Spot gold fell 1.6 per cent to $US1,699.37 per ounce by 1705 GMT, having earlier hit a near one-month low of $US1,688.89.
US gold futures fell 1.75 per cent to $US1,703.50 per ounce.
“There is a strong risk-on sentiment right now… US equity markets are breaking out,” said Phil Streible, chief market strategist at Blue Line Futures in Chicago.
A gauge of global equity markets rose and the euro gained against the dollar on Wednesday as easing lockdowns and hopes for more monetary stimulus boosted investor confidence.
Sentiments were also bolstered by data showing US private payrolls fell less than expected in May, suggesting layoffs were abating as businesses reopen.
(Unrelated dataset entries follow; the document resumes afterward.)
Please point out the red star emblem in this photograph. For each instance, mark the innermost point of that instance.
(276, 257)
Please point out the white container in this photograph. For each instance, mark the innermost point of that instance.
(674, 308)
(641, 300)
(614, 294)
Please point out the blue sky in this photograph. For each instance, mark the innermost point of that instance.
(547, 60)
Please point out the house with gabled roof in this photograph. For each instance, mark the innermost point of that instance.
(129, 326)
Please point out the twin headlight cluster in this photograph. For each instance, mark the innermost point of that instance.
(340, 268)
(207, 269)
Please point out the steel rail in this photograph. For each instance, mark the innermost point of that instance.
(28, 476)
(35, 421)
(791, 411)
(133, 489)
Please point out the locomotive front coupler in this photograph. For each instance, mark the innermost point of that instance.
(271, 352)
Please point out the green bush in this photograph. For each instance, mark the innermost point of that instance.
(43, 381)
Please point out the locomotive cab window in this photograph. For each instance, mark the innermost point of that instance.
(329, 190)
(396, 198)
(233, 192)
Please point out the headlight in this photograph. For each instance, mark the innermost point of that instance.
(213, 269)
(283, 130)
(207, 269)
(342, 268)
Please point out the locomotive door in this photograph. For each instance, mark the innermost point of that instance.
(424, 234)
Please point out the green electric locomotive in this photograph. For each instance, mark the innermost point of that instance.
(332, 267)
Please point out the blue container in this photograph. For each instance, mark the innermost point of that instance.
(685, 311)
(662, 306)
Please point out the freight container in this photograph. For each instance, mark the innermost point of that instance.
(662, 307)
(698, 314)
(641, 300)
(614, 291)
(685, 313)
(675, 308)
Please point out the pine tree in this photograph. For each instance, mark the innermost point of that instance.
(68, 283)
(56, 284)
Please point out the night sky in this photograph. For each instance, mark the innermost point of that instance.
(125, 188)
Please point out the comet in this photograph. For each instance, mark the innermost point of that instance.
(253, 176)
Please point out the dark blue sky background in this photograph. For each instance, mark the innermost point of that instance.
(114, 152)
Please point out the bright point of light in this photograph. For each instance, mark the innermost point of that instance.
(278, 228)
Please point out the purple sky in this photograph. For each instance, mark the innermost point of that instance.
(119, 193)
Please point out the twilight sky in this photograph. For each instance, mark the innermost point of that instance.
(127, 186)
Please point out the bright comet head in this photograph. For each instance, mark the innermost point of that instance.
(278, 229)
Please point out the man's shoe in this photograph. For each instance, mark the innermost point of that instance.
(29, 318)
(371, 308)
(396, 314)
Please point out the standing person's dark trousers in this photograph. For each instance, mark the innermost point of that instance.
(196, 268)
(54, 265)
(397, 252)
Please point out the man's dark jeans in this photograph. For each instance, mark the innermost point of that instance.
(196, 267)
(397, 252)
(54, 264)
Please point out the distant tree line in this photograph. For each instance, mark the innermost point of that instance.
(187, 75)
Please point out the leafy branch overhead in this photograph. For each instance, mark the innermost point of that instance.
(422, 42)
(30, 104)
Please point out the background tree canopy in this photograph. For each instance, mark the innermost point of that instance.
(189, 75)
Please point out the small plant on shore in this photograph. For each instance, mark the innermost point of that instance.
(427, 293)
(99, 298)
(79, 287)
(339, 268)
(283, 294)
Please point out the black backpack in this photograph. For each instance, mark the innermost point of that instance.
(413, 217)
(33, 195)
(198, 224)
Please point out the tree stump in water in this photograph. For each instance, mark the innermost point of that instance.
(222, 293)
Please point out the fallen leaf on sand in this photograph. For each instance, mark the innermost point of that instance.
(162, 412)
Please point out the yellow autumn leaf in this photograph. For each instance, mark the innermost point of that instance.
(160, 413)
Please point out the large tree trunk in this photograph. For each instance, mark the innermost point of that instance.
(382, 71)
Also, data from Institute for Supply Management showed US services industry activity pushed off an 11-year low in May.
“It (latest economic data) shows that maybe things are coming back faster than expected,” said Bob Haberkorn, senior market strategist at RJO Futures.
The supporting fundamentals for gold like lower interest rates and quantitative easing programs have not changed, Haberkorn said, adding, in longer term gold should go higher.
Lower interest rates reduce the opportunity cost of holding non-yielding gold, which also tends to benefit from widespread stimulus measures as it is often seen as a hedge against inflation and currency debasement.
US protesters ignored curfews overnight as they vented their anger over the death of an unarmed black man at the hands of police.
Holdings of SPDR Gold Trust gold-backed exchange-traded fund rose to 1,129.28 tonnes on Tuesday, their highest since April 2013.
Elsewhere, palladium fell 0.3 per cent to $US1,943.14 an ounce, while platinum dipped 0.5 per cent, to $US834.78 per ounce.
Silver fell 2.3 per cent to $US17.68 per ounce.